Most modern conversational systems use short and direct response models, but LaMDA, according to Google, would have the ability to converse on infinite topics in detailed ways. However, the uniqueness of this system is that it was made specifically for dialogue. That is, it was trained and developed to react to stimuli, identify nuances in speech and demonstrate emotions. 

LaMDA’s goal is to respond with fluidity and spontaneity. According to Google, AI has the ability to recreate the dynamism of a real human conversation. All this from self-training: mimicking human responses, based on the data gradually offered. 

LaMDA has the capacity to store a lot of data, precisely to create good answers. AI doesn’t need to be self-aware to appear self-aware.

Another objective of the model is, according to Google’s own blog, to exclude violent or inhuman content, as well as slander and hate speech. AI responses are also expected to be fact-based, with known sources and data, based on impartiality and veracity. 

The secret to achieving these specificities is precisely to carefully choose the sources that will feed the system. As the form of communication reflects human tendencies, care must be taken so that bad content is not transmitted to machines (even if it is a complex job).

“Stochastic parrot” 

According to some experts, considering that LaMDA has a conscience, as Lemoine did with Google’s Chatbot, is a mistake. The former Google employee fell for the illusion of what he helped build. 

That’s because, basically, an artificial intelligence works like a parrot: it just repeats the information. As real, human and fluid as a conversation is, it is nothing more than a formula. 

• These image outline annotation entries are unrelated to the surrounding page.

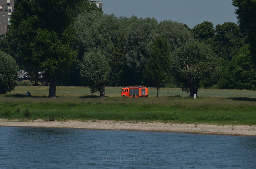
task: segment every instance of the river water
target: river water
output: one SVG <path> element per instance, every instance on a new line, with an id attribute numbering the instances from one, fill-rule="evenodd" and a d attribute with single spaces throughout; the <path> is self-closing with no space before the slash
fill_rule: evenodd
<path id="1" fill-rule="evenodd" d="M 256 137 L 0 127 L 0 168 L 256 168 Z"/>

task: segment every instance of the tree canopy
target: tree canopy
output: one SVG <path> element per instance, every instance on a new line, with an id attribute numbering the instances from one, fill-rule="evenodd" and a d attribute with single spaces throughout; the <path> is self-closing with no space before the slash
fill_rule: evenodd
<path id="1" fill-rule="evenodd" d="M 18 70 L 13 58 L 0 51 L 0 94 L 14 90 L 17 85 Z"/>
<path id="2" fill-rule="evenodd" d="M 106 57 L 99 52 L 85 53 L 80 66 L 81 74 L 88 81 L 92 93 L 99 92 L 101 97 L 105 97 L 106 82 L 111 70 Z"/>
<path id="3" fill-rule="evenodd" d="M 256 59 L 256 1 L 233 1 L 232 5 L 237 8 L 235 13 L 239 26 L 248 35 L 251 54 Z"/>
<path id="4" fill-rule="evenodd" d="M 216 73 L 217 58 L 207 45 L 197 41 L 177 48 L 173 55 L 174 71 L 182 90 L 190 97 L 197 95 L 201 80 L 211 79 Z"/>
<path id="5" fill-rule="evenodd" d="M 76 58 L 72 24 L 78 14 L 93 7 L 83 0 L 17 0 L 14 5 L 7 34 L 11 53 L 21 68 L 43 71 L 50 80 L 49 96 L 55 97 L 56 79 Z"/>
<path id="6" fill-rule="evenodd" d="M 171 68 L 171 48 L 167 40 L 162 36 L 156 38 L 150 48 L 148 58 L 144 72 L 145 77 L 152 81 L 159 90 L 169 77 Z"/>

Researchers Emily Bender and Timnit Gebru defined these language systems as “stochastic parrots”, which are basically parrots that speak things at random. He listens, perceives and “learns”, and then just repeats. 

Finally, it is necessary to reiterate that the LaMDA has not and never will become self-aware. But, given its capacity for conversation and the event with Lamoine, concerns and debates on the subject always arise.

Thinking that AI accidentally “fooled” a trained person, who participated in its development, what would be the effects on the “ordinary” audience? Would Google have made a system too realistic? Should limits be imposed on technology? 

These are questions that only time and technological and social evolution can answer.